I react with force as I am still on edge. I spin around, hit the man’s arm down, pull him close, swirl him around me so he is between me and the motorcycle, and get my arm around his throat.

“Who the fuck are you?” I hiss in his ear. The person is roughly my height and wrestles with my headlock.

“Who the fuck areyou?” asks the man, through gritted teeth. I know how forceful I can be, especially when I lock my arm with the other.

“I asked first,”I say.

“It’s two of us, one of you,” says the person on the motorcycle, still wearing a helmet.

“Listen very closely,” I say threateningly. “You are alive right now because I want to know who you are and why you are here. If I wanted, you would have been dead the moment you put a hand on my shoulder.” My voice gets dark as I close my arm even more. “One sudden move here,” I say silently, “and you drop dead in an instant. So talk now, or we’re done here.”

Silence.

“I'm counting to three,” I say. “One, two?—“

And then, a shot is fired. The bullet rushes past me and hits the person on the motorcycle through the helmet visor, directly in the face. Rider and bike fall over with an ear-shattering thud as I spin round and see Hannigan walking up to us, gun drawn.

What a fucking precision shot. Only a few people can pull something like that off with a handgun from that distance.

He walks up and presses the gun into the forehead of the man I have in a headlock.

“Who are you and who do you work for?” he asks, coldly, with a murderous look on his face. I loosen my grip with one hand and search the pockets. I find a phone and hand it to Hannigan.

I find something else, a small sewn-in pocket with a little pill in it. And I know who they are. I know because I have seen it before. My fingers grasp the small pill and pull it out. I let it slip into my sleeve so Hannigan doesn’t see. I might need it.

The man doesn’t answer, and I see Hannigan is close to snapping.

“Look at the gun of the biker,” I say. “Is there a 94:1 engraved on it?”

Hannigan's eyes flash at me, but he does as I say.

He grasps the gun, turns it, and nods.

“It’s the Lords,” I say. “They are professional contractors for the cause of religious extremists. 94:1 is a psalm, ‘O Lord, God of vengeance, O God of vengeance, shine forth.’ They kill the, in their eyes, sinners, the unholy, the greedy,” I tell him.
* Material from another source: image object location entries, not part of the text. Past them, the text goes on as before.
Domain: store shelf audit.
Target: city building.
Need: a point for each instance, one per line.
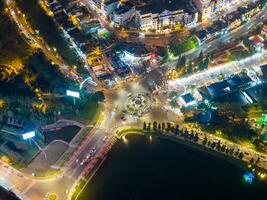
(209, 7)
(264, 31)
(124, 13)
(164, 15)
(109, 6)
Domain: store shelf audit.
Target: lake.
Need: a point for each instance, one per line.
(160, 169)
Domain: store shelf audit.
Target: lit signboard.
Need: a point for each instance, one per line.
(73, 94)
(28, 135)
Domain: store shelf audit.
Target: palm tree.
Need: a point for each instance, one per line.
(144, 126)
(155, 125)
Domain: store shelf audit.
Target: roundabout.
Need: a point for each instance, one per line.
(138, 105)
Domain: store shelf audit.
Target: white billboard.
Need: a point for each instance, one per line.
(28, 135)
(73, 94)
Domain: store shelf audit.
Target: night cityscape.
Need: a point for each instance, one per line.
(133, 99)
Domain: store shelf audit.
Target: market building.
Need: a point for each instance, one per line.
(162, 15)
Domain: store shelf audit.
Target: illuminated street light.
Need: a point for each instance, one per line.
(73, 94)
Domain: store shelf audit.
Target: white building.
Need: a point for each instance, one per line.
(209, 7)
(162, 15)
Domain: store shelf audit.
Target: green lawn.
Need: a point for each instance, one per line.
(66, 134)
(187, 45)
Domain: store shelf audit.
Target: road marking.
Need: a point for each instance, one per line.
(28, 187)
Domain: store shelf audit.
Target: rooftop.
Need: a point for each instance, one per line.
(158, 6)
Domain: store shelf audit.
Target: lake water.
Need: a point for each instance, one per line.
(258, 92)
(144, 170)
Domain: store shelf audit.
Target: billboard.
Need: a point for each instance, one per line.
(73, 94)
(28, 135)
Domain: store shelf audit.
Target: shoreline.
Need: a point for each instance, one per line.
(238, 163)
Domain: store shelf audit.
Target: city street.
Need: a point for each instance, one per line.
(114, 114)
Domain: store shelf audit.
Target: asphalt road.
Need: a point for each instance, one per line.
(31, 188)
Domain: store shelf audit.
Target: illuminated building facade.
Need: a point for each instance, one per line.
(209, 7)
(162, 15)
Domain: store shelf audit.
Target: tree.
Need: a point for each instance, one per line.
(155, 125)
(159, 126)
(144, 126)
(149, 126)
(176, 131)
(181, 62)
(163, 126)
(168, 126)
(201, 56)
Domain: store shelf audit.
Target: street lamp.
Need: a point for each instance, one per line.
(73, 94)
(29, 136)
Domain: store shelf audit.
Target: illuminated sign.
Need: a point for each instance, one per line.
(28, 135)
(73, 94)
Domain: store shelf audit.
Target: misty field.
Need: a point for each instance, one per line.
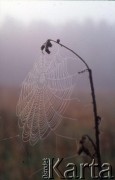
(19, 49)
(19, 160)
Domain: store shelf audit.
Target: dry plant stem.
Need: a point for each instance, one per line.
(96, 119)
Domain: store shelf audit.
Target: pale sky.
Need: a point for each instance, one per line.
(57, 11)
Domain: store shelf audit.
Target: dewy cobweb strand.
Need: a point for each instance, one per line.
(44, 97)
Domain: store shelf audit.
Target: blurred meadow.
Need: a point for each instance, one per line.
(19, 48)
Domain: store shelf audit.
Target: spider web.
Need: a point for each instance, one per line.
(44, 97)
(43, 113)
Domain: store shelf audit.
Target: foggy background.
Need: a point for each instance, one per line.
(86, 27)
(20, 48)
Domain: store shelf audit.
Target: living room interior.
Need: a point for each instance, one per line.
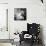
(35, 13)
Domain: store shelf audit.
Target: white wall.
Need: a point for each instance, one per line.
(35, 13)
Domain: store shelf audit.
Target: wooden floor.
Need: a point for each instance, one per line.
(27, 44)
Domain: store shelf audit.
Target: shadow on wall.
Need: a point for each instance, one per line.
(5, 44)
(41, 35)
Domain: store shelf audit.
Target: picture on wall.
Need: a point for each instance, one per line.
(20, 13)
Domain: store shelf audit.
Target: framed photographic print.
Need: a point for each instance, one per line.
(20, 13)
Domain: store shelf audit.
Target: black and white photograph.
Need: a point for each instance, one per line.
(20, 13)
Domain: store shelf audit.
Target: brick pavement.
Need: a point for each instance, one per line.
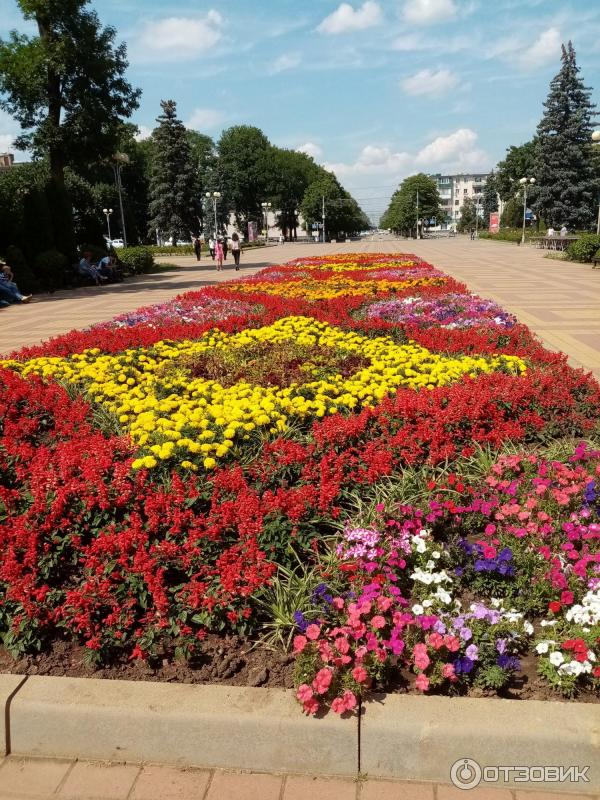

My cover is blown anyway.

“Heard of them,” says Hannigan, and then puts a bullet into theguy's head. Blood splatters over me, and I turn away, wiping over my face with my arm.

I let go of the man, and he drops onto the floor, but Hannigan doesn’t lower his gun. It’s now pointing at me.

“And who are you?” he says. “Not an innocent Danish girl.”

“No,” I say.

“Then who are you?”

“Is she okay?” I ask him instead.

“Who. Are. You?” roars Hannigan at me.

“Tell me she’ll be alright,” I say silently. I don’t even know why it is so important to me.

“She’s in surgery,” he says coldly. “They’ll give their best.”

I close my eyes for one moment. I feel her lips on mine again, her touch, and hear her laugh. My fingers wander over my lips to protect the feeling at all costs. But they’re not there. It’s an illusion.

Everything is.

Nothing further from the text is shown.